Cryptowall 4 ransomware now being spread in Nuclear Exploit Kit

Time for lock-down as ransomware attacks more than double in one year, according to Computing Research

Confirmation of Computing Research that indicates that ransomware is currently the fastest growing IT security threat has emerged with news that the Cryptowall 4 ransomware has been absorbed into the Nuclear Exploit Kit.

Until recently, according to SANS ISC handler and Rackspace security engineer Brad Duncan, the devastating Cryptowall ransomware malware has been spread almost entirely via malicious spam and phishing emails.

However, its incorporation into an exploit kit will now put it into the hands of many more threat actors - meaning that ransomware is now set to become even more widespread.

Ransomware is a form of malware which, when activated, encrypts part or all of a target's PC. The user is then required to pay a ransom, typically in bitcoin, in order to receive the decryption key. The attack is normally structured to make the attackers almost untraceable.

"I've always expected Cryptowall 4 to spread and replace Cryptowall 3 in all areas. I noticed the same thing when Cryptowall 2 replaced the original Cryptowall in 2014. It didn't happen immediately. It started with malicious spam and moved to exploit kits," Duncan told Threatpost.

He continued: "As criminals start delivering Cryptowall 4 through exploit kits, it won't immediately happen with all exploit kits at the same time. You'll start seeing it from one actor, then another, and another. At some point everyone will have moved to the new version."

According to Duncan, he observed an attacker working from a BizCN domain using switched IP addresses for their gate domains - intermediary servers between compromised websites and the server hosting the exploit kit.

This particular "threat actor", according to Duncan, uses the Nuclear Exploit Kit to deliver malware.

In a diary post on the ISC SANS website, he provided a deeper analysis of the threat: "Gate servers can check for operating system or browser type from the user agent string in the HTTP headers sent by a potential victim. Depending on the user agent string, the Gate server will respond accordingly.

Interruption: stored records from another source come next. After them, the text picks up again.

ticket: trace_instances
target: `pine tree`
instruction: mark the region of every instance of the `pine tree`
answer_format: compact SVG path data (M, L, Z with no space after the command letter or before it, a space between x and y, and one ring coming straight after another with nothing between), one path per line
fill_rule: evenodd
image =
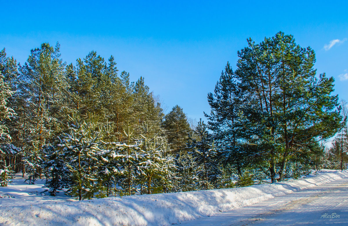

"With the BizCN gates, when the operating system is not Windows, the gate server will respond with a ‘404 not found' - no need to waste resources on a host that's not vulnerable. If the user agent string shows a Windows host, the gate server will return a '200 OK', which will then generate traffic."

Duncan predicts the Cryptowall 4 ransomware to now quickly be absorbed into other widely used exploit kits, meaning that ransomware could become more pervasive than ever.

Computing Research into rising threats against UK organisations also highlighted the fast-growing threat of ransomware. The research was unveiled at yesterday's Computing Enterprise Security and Risk Management Summit 2015.